September 11, 2016 by dgarnett2013
Baked plums in sloe gin: Simple by Diana Henry
Note: you can use damsons or pears instead of plums.
- 12 plums, halved and pitted
- 100ml sloe gin, plus 1½ tabs to serve
- juice of 1 orange, plus 2 broad strips of orange zest
- 5 juniper berries, crushed
- 50g soft light brown sugar
Preheat the oven to 200℃.
Put the plums into a roasting tin in which they can lie snugly in a single layer, cut sides up.
Mix the gin and orange juice and pour it over the fruit.

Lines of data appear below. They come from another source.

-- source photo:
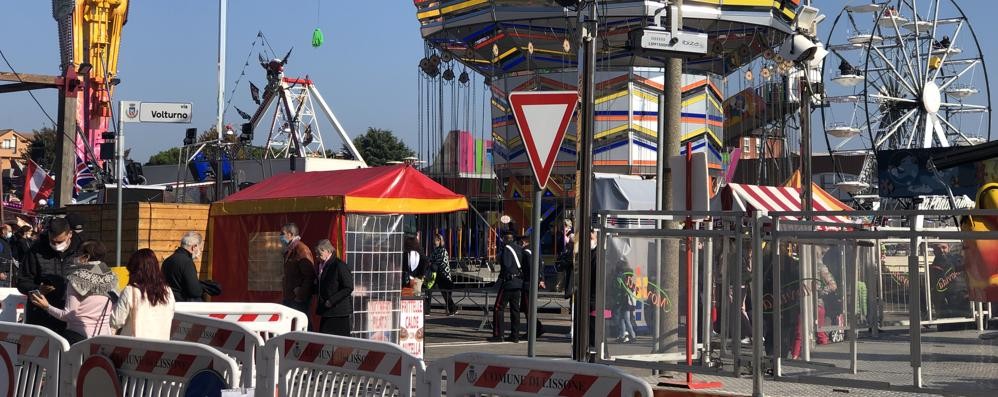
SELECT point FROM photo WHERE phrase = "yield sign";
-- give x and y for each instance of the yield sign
(543, 118)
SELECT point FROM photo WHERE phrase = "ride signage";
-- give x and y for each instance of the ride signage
(156, 112)
(543, 118)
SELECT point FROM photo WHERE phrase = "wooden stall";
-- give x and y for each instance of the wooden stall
(158, 226)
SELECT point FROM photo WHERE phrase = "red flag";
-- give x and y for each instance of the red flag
(37, 185)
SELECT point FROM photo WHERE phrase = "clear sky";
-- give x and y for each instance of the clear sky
(366, 69)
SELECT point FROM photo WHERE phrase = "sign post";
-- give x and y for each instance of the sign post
(140, 112)
(542, 118)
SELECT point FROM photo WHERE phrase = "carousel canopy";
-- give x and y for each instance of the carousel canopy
(395, 189)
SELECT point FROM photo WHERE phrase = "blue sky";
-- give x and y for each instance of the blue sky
(366, 69)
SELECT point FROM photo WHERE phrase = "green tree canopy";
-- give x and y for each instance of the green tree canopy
(379, 147)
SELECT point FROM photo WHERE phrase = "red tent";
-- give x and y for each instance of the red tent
(244, 248)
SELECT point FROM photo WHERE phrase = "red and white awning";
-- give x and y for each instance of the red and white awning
(783, 199)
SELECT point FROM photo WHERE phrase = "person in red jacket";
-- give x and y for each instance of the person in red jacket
(299, 270)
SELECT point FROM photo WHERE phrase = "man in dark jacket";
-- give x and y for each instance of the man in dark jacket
(510, 282)
(44, 268)
(179, 270)
(299, 270)
(335, 305)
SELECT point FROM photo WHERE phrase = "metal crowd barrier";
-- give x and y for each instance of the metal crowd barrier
(762, 255)
(29, 359)
(231, 338)
(266, 319)
(313, 365)
(144, 367)
(477, 373)
(12, 305)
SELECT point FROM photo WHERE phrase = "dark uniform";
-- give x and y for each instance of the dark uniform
(44, 265)
(510, 283)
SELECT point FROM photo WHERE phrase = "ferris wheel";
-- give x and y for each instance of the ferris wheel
(901, 74)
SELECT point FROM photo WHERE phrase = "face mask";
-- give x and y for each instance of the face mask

Tuck the orange zest and juniper berries in under the fruit. Sprinkle with the sugar and bake for 20 mins, or until tender. IT MAY TAKE LESS TIME IF PLUMS ARE RIPE.

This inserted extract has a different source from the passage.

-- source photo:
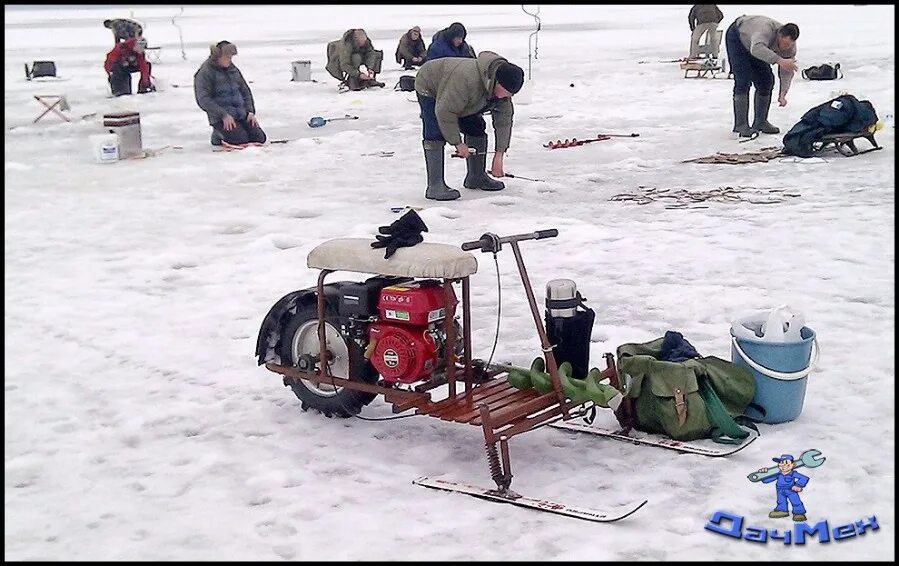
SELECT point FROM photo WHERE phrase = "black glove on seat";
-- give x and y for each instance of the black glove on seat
(402, 233)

Using a slotted spoon, lift the plums out of the roasting tin and into a serving dish to cool (don’t pile them on top of each other, otherwise they continue to cook and can get too soft).
Put the roasting tin over a high heat and bring the juices to the boil. Cook until they’re reduced and slightly syrupy looking. Be carefully though: if you’ve used a tin where there’s quite a lot of room around the fruit, the juices will have evaporated more and may already be thick enough. They will thicken more as they cool.
Chill, then pour over the plums with the extra sloe gin, just to boost the booziness.
Eaten for pudding when JD and Michael came for lunch.